In 1801, the astronomer von Soldner calculated from astronomical data the scattering of light-particles by the Sun according to Newtonian scattering theory. Einstein, who did not know of von Soldner’s work, became aware that gravitation caused the bending of light in 1907. At that time, Einstein thought only of terrestrial experiments as a means of observation, and therefore concluded that these would be too hard to perform. By 1911, Einstein realized that deflection of light by the Sun could be detectable. The value he calculated was quite close to the one von Soldner found.
To form a gravitational lens, a distribution of matter (such as a cluster of galaxies) has to be located between a distant source and an observer. It acts like a lens, because its strong gravitational field bends the light from the source as it travels towards the observer.
According to Tilman Sauer (in A brief history of gravitational lensing):
“Einstein jotted down the basic properties of such a gravitational lens in one of his notebooks, presumably on the occasion of a visit to Berlin in April 1912… The notebook contains rough sketches as well as the basic formulae needed to describe the lens effect… At the time, Einstein must have concluded that the lens effect would not actually be observable.

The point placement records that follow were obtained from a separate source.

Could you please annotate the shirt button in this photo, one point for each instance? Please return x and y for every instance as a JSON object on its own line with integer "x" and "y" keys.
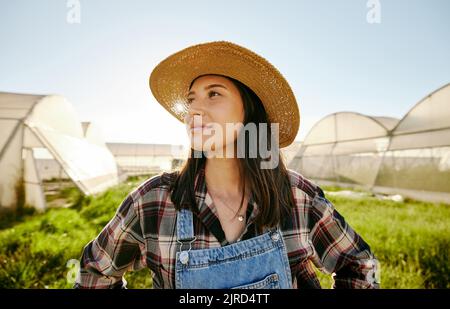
{"x": 275, "y": 237}
{"x": 184, "y": 257}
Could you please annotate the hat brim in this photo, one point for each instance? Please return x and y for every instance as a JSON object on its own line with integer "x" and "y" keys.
{"x": 170, "y": 81}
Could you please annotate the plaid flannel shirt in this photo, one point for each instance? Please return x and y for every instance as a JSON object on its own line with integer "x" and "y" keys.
{"x": 143, "y": 234}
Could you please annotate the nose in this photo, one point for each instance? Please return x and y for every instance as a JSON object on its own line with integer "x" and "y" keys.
{"x": 194, "y": 112}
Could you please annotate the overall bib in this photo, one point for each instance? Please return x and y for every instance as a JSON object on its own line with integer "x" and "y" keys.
{"x": 257, "y": 263}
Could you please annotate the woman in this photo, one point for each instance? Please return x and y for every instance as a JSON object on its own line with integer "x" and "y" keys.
{"x": 234, "y": 216}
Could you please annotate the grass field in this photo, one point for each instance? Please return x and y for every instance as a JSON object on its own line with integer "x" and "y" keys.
{"x": 411, "y": 239}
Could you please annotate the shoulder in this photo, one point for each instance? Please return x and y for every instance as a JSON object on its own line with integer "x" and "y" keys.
{"x": 304, "y": 186}
{"x": 159, "y": 183}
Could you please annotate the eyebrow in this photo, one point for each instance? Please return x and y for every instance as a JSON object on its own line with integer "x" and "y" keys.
{"x": 208, "y": 87}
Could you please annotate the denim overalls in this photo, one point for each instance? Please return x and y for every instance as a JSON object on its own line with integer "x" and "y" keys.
{"x": 257, "y": 263}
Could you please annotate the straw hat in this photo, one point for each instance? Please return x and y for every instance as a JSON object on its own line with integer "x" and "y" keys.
{"x": 170, "y": 81}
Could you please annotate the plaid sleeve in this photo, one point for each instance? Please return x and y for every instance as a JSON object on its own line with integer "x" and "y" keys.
{"x": 339, "y": 250}
{"x": 118, "y": 248}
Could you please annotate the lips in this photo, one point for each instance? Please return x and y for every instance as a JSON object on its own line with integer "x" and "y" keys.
{"x": 199, "y": 128}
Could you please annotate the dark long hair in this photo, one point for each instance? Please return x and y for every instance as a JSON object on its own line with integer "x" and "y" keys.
{"x": 270, "y": 188}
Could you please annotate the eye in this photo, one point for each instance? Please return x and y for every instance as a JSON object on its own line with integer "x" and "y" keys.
{"x": 213, "y": 94}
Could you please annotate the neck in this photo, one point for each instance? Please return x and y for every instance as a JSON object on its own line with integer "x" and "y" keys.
{"x": 222, "y": 176}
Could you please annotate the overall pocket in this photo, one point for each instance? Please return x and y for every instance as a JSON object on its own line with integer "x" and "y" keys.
{"x": 269, "y": 282}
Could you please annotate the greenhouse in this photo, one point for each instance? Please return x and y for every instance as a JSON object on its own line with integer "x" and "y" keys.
{"x": 410, "y": 156}
{"x": 36, "y": 126}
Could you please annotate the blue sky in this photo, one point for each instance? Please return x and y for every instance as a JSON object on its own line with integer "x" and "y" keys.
{"x": 332, "y": 57}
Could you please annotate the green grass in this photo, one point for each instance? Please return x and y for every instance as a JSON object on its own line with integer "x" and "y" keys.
{"x": 411, "y": 240}
{"x": 34, "y": 251}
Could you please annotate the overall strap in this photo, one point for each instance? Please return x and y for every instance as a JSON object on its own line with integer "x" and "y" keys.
{"x": 185, "y": 225}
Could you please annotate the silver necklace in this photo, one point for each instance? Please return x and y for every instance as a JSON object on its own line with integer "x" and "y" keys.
{"x": 240, "y": 217}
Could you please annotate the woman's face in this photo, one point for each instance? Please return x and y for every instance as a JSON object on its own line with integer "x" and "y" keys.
{"x": 213, "y": 101}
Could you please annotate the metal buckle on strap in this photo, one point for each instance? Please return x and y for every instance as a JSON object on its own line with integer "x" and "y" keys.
{"x": 187, "y": 241}
{"x": 184, "y": 255}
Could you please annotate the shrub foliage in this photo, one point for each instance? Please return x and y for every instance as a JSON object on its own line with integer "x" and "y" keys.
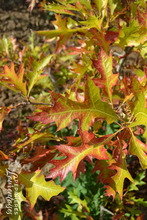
{"x": 78, "y": 80}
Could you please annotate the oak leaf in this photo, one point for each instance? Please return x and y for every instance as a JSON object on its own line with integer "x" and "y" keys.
{"x": 36, "y": 185}
{"x": 12, "y": 80}
{"x": 104, "y": 67}
{"x": 65, "y": 110}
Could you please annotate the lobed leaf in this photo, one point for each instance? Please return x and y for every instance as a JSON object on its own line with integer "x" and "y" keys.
{"x": 3, "y": 112}
{"x": 14, "y": 81}
{"x": 104, "y": 67}
{"x": 36, "y": 185}
{"x": 74, "y": 155}
{"x": 65, "y": 110}
{"x": 139, "y": 149}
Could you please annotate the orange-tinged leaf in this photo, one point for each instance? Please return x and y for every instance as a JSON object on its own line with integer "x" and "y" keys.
{"x": 139, "y": 149}
{"x": 40, "y": 158}
{"x": 140, "y": 113}
{"x": 36, "y": 185}
{"x": 14, "y": 81}
{"x": 37, "y": 67}
{"x": 3, "y": 156}
{"x": 104, "y": 67}
{"x": 116, "y": 182}
{"x": 35, "y": 137}
{"x": 74, "y": 155}
{"x": 66, "y": 110}
{"x": 3, "y": 112}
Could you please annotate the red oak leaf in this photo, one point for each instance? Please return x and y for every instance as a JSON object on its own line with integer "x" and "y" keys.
{"x": 65, "y": 110}
{"x": 74, "y": 155}
{"x": 104, "y": 67}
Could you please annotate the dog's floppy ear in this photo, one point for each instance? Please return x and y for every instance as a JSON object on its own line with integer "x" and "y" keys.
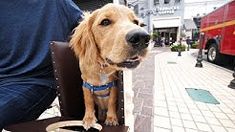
{"x": 82, "y": 41}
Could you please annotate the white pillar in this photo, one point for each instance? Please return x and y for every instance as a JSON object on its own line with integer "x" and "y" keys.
{"x": 128, "y": 99}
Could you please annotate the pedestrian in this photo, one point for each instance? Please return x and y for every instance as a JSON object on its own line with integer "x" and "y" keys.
{"x": 26, "y": 72}
{"x": 188, "y": 41}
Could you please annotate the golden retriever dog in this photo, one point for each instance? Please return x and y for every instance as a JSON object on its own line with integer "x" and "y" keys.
{"x": 107, "y": 40}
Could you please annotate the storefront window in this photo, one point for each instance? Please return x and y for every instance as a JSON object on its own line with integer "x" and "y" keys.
{"x": 177, "y": 1}
{"x": 166, "y": 1}
{"x": 156, "y": 2}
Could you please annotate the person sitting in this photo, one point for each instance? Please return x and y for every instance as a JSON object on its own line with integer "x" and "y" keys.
{"x": 26, "y": 72}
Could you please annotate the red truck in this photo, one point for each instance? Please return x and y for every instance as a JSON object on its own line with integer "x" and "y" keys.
{"x": 218, "y": 28}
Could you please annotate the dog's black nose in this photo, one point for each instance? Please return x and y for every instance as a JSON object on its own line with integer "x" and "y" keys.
{"x": 138, "y": 38}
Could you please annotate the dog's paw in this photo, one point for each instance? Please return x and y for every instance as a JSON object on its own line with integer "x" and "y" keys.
{"x": 111, "y": 120}
{"x": 89, "y": 120}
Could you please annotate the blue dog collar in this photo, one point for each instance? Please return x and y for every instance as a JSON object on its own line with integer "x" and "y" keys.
{"x": 97, "y": 88}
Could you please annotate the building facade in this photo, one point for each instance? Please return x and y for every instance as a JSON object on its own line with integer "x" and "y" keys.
{"x": 167, "y": 22}
{"x": 162, "y": 17}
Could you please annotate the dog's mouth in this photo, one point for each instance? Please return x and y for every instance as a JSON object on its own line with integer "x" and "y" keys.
{"x": 132, "y": 62}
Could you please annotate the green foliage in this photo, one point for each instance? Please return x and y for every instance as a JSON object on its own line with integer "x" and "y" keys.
{"x": 154, "y": 35}
{"x": 177, "y": 47}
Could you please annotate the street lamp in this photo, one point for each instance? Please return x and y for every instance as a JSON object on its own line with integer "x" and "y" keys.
{"x": 199, "y": 57}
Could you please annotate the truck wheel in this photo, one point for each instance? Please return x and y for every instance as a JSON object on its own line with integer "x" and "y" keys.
{"x": 213, "y": 54}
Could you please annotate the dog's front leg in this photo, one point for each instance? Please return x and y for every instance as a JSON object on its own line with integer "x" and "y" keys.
{"x": 111, "y": 118}
{"x": 89, "y": 119}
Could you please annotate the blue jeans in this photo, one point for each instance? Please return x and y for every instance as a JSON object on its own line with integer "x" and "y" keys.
{"x": 23, "y": 102}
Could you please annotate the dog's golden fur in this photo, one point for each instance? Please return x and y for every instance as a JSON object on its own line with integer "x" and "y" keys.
{"x": 93, "y": 42}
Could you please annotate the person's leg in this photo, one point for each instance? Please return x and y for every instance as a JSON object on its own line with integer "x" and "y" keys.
{"x": 19, "y": 103}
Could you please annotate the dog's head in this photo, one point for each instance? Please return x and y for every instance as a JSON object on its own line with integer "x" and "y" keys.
{"x": 113, "y": 35}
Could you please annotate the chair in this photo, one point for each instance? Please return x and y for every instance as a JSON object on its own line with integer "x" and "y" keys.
{"x": 70, "y": 94}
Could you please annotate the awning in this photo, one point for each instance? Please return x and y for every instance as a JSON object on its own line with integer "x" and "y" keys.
{"x": 166, "y": 23}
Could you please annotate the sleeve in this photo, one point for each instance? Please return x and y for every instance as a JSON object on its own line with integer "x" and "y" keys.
{"x": 72, "y": 12}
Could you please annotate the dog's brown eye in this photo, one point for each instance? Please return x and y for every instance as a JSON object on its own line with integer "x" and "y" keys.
{"x": 136, "y": 22}
{"x": 105, "y": 22}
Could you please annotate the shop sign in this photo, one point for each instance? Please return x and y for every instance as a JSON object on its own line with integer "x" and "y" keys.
{"x": 167, "y": 10}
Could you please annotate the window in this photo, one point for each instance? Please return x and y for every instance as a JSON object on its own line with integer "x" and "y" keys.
{"x": 177, "y": 1}
{"x": 156, "y": 2}
{"x": 167, "y": 1}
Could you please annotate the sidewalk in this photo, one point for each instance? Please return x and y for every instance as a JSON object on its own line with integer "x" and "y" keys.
{"x": 175, "y": 111}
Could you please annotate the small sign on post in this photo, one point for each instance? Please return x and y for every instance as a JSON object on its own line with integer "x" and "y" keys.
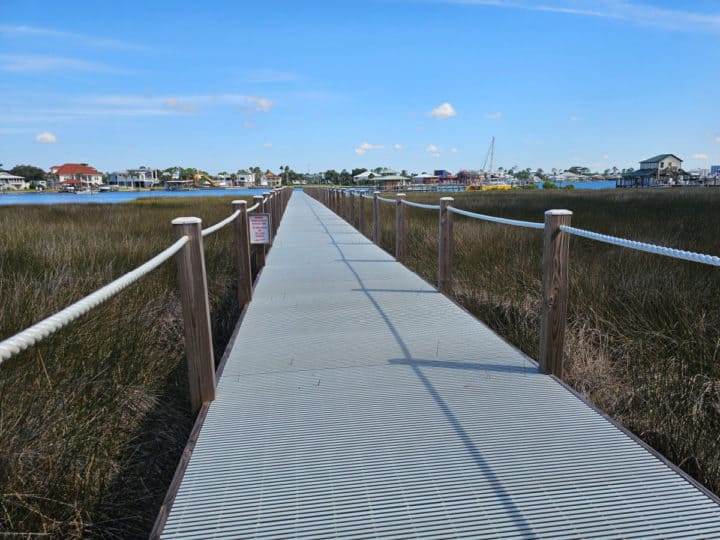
{"x": 259, "y": 228}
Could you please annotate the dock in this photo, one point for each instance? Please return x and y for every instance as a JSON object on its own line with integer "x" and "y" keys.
{"x": 359, "y": 402}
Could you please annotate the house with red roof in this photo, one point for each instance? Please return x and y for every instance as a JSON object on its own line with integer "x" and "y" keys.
{"x": 71, "y": 174}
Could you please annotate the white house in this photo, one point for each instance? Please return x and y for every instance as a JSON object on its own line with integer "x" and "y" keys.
{"x": 9, "y": 181}
{"x": 142, "y": 177}
{"x": 76, "y": 173}
{"x": 245, "y": 179}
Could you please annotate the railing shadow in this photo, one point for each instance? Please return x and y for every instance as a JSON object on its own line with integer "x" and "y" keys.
{"x": 513, "y": 512}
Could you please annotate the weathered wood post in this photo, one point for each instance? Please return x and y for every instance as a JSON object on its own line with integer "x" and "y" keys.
{"x": 196, "y": 312}
{"x": 445, "y": 247}
{"x": 400, "y": 228}
{"x": 376, "y": 218}
{"x": 352, "y": 208}
{"x": 267, "y": 208}
{"x": 556, "y": 249}
{"x": 260, "y": 248}
{"x": 242, "y": 253}
{"x": 362, "y": 213}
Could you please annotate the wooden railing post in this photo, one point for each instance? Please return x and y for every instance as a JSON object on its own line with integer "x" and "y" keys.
{"x": 259, "y": 248}
{"x": 376, "y": 218}
{"x": 400, "y": 228}
{"x": 361, "y": 228}
{"x": 267, "y": 208}
{"x": 196, "y": 312}
{"x": 242, "y": 253}
{"x": 445, "y": 247}
{"x": 556, "y": 249}
{"x": 352, "y": 208}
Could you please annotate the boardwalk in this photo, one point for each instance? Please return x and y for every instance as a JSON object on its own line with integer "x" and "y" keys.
{"x": 359, "y": 402}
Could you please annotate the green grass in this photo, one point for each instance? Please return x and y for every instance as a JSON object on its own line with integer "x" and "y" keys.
{"x": 643, "y": 335}
{"x": 93, "y": 419}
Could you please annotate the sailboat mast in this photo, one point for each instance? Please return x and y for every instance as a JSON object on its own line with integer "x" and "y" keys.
{"x": 492, "y": 154}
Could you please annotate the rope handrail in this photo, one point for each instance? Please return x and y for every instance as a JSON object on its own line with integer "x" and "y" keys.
{"x": 39, "y": 331}
{"x": 420, "y": 205}
{"x": 221, "y": 224}
{"x": 643, "y": 246}
{"x": 504, "y": 221}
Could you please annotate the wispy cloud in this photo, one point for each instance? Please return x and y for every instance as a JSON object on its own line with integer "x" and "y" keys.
{"x": 364, "y": 148}
{"x": 443, "y": 111}
{"x": 30, "y": 63}
{"x": 9, "y": 30}
{"x": 622, "y": 10}
{"x": 46, "y": 137}
{"x": 72, "y": 108}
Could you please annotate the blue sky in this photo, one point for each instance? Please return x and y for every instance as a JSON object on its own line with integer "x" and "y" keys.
{"x": 410, "y": 84}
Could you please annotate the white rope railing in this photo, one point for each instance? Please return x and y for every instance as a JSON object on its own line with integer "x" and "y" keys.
{"x": 504, "y": 221}
{"x": 221, "y": 224}
{"x": 420, "y": 205}
{"x": 642, "y": 246}
{"x": 39, "y": 331}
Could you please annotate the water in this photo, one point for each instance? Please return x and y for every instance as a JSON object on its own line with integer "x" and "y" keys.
{"x": 114, "y": 197}
{"x": 595, "y": 184}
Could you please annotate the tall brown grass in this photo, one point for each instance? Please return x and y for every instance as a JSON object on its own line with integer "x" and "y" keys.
{"x": 643, "y": 334}
{"x": 93, "y": 419}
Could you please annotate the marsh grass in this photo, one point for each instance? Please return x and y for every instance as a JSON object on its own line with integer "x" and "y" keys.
{"x": 643, "y": 334}
{"x": 93, "y": 419}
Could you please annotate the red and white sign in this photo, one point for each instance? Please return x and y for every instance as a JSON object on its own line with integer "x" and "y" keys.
{"x": 259, "y": 228}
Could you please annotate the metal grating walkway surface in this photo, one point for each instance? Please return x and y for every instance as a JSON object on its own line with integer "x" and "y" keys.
{"x": 358, "y": 402}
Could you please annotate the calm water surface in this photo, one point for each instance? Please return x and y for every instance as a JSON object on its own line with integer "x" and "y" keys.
{"x": 113, "y": 197}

In fact, the angle between the two images depends on the mass of the lens object as well as the distances between source, lens mass and observer; it is exceedingly improbable for two stars to be aligned so precisely as to produce a double image observable from Earth.”
Orest Chwolson published a paper about the effect in 1924, but the concept did not receive much attention until Einstein published in 1936 a brief note on the subject, in the journal Science. In the note, Einstein presented formulae for the optical properties of a gravitational lens, which he had derived some 24 years earlier. After Einstein published, the topic was followed by a number of articles by well-known scientists.
According to Wikipedia, the first Einstein ring was discovered in 1988, and the first complete Einstein ring was discovered in 1998.